KARATE Y MUJER: DE AYER A HOY
El karate se ha atribuido tradicionalmente al género masculino. Para entender qué es el karate hoy, y en qué lugar nos encontramos nosotras en él, es importante saber su origen y el papel que ha jugado la mujer desde sus inicios. La historia del karate es larga y tiene muchos matices, pero he intentado hacer una pequeña síntesis que nos ayude a ponernos en situación.
¿Qué es el karate?
Inicialmente el karate, que por cierto aún ni se llamaba así (su nombre era Te), era defensa personal. Su origen se sitúa en la isla de Okinawa donde prohibieron a sus habitantes el uso de armas, por lo que tuvieron que aprender a defenderse sin ellas. Por eso el término -Te se refiere a "mano vacía", o sea, sin armas. Más tarde se exportó a Japón y allí es donde se le dió el nombre de karate, y se adaptó para su enseñanza al público en general. Eso significó que muchas técnicas muy contundentes y peligrosas se eliminaron o camuflaron ya que no eran adecuadas para enseñar en escuelas. También se estandarizaron unas coreografías para enseñar las diferentes técnicas y que originalmente se idearon para poder entrenar en solitario. Las katas. El combate se ha ido modelando para preservar la integridad de los participantes, y reglando para poder adaptarlo a competición, es el kumite.
Una mujer de Okinawa: Yonamine Tsuru
La mayoría de los karatekas conocen la historia y relevancia de Matsumura "Bushi", pero en este caso nos centraremos en su mujer: Yonamine.
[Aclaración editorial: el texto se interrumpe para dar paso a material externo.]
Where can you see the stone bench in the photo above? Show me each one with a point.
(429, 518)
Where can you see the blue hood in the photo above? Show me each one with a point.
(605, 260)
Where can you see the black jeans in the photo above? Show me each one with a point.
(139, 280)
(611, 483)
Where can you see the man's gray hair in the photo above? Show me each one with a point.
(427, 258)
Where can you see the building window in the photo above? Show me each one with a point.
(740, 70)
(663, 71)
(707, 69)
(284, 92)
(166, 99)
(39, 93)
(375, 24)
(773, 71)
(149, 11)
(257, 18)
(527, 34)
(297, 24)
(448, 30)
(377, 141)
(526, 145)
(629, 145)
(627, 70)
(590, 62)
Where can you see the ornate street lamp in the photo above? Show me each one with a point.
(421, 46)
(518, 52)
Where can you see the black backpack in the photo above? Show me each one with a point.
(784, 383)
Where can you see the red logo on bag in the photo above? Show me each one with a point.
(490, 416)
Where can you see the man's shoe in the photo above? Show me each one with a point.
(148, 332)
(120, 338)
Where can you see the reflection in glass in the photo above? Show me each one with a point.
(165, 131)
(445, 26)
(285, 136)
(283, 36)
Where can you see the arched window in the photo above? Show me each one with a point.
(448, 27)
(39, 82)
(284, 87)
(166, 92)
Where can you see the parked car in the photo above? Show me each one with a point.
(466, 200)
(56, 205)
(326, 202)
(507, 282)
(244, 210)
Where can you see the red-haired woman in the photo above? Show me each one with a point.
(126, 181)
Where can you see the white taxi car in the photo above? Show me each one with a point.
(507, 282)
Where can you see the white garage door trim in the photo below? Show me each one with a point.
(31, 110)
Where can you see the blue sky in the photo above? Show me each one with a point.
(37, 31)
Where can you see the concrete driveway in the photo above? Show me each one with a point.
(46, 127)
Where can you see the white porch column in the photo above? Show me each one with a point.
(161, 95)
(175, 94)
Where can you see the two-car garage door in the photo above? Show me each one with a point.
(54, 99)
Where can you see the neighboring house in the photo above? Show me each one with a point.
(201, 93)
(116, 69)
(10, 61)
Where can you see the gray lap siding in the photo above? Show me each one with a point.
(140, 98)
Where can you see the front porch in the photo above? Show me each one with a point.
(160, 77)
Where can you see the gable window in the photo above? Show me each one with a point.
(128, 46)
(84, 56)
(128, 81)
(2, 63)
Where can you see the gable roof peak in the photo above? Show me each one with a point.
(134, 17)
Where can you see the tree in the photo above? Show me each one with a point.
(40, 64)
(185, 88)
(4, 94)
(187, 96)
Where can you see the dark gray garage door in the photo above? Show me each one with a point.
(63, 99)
Yonamine era una mujer muy fuerte, de joven entrenaba junto con sus amigos Te y Tegumi (sumo de Okinawa) para aprender a defenderse. Estos conocimiento la libraron de muchas agresiones, ya que en esa época ser mujer era muy peligroso, pero supusieron una desventaja a la hora de casarse ya que ningún hombre quería desposarse con una mujer que era más fuerte que él. (que típico...), hasta que Matsumura la conoció. Para él era su mujer ideal.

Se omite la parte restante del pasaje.